Kinderen uit gezinnen met een laag inkomen doen het vaak slechter op school dan leerlingen uit rijke gezinnen. Met andere woorden, succes op school weerspiegelt inkomensongelijkheid. Maar meer billijke toegang tot sport- zou kunnen helpen deze prestatiekloof te dichten, volgens een nieuwe studie.
Kinderen uit kansarme milieus hebben vaak minder mogelijkheden om deel te nemen aan georganiseerde sport of om in open ruimtes te spelen. Vierendertig procent van de kansarme kinderen sport minder dan één keer per week, vergeleken met 13 procent van de kinderen uit gezinnen met hogere inkomens.

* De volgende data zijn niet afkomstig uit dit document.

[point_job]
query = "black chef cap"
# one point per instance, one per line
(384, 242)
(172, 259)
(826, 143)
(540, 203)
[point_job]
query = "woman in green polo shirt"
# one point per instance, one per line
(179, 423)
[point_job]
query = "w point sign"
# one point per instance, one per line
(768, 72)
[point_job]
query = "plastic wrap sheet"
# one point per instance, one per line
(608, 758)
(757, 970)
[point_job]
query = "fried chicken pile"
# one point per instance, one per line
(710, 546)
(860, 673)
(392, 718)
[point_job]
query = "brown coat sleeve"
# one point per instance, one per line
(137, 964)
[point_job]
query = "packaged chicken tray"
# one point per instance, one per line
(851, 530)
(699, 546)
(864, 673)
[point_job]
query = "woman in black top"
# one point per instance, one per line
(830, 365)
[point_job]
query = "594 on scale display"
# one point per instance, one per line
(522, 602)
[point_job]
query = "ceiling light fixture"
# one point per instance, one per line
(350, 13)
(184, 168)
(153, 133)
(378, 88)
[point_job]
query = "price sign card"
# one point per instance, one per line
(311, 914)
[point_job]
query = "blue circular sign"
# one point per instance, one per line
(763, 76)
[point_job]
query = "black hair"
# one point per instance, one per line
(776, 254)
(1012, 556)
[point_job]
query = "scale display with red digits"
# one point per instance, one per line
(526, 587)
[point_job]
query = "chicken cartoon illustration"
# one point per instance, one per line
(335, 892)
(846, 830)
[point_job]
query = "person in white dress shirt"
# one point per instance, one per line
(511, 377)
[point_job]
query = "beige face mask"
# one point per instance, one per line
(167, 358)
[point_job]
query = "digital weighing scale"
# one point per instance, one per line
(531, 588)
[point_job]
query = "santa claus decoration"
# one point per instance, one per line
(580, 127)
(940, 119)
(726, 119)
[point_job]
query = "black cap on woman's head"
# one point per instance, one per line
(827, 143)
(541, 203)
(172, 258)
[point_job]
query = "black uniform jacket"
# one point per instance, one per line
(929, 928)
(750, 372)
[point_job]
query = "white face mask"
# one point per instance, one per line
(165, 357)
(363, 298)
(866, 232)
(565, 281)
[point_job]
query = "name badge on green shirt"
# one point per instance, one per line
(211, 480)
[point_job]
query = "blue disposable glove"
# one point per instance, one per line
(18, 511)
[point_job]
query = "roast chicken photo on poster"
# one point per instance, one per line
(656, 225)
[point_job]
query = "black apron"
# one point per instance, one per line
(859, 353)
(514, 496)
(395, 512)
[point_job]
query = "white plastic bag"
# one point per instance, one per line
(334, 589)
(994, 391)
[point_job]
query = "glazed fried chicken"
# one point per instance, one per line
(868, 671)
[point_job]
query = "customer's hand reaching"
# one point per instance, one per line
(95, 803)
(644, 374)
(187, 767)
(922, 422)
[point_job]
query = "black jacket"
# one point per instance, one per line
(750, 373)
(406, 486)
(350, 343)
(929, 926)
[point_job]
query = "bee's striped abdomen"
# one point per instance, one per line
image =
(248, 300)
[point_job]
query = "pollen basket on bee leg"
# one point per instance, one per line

Maar als ze de kans krijgen, ervaren kansarme kinderen sterkere voordelen van sport dan rijke kinderen, volgens een lange termijn studie van meer dan 4.000 kinderen in Engeland die bij hen incheckten op de leeftijd van 7, 11 en 14.
“De prestatiekloof is een heel complex probleem, maar we weten dat een deel ervan verband houdt met kansarme kinderen met slechte zelfregulerende vaardigheden vroeg in de kindertijd,” Fotini Vasilopoulos, die de studie leidde terwijl een student onderzoeker bij
Sporten helpt de prestaties op school op verschillende manieren te verbeteren, afhankelijk van de leeftijd. Voor kinderen rond de 7 jaar kan sport helpen om zich te ontwikkelen emotionele regulatie, of controle over de eigen gedachten en gevoelens, die verband houdt met hogere academische prestaties. Kinderen die opgroeien in achterstandssituaties hebben vaak moeite met emotionele regulatie, wat zich kan uiten als frequente stemmingswisselingen en uitbarstingen. Sporten zoals zwemmen en balsporten kunnen hen helpen hun emoties onder controle te krijgen. Vooral games waarbij wordt samengewerkt en die kinderen aanmoedigen om verantwoordelijkheid te nemen voor hun acties, zijn hier goed in.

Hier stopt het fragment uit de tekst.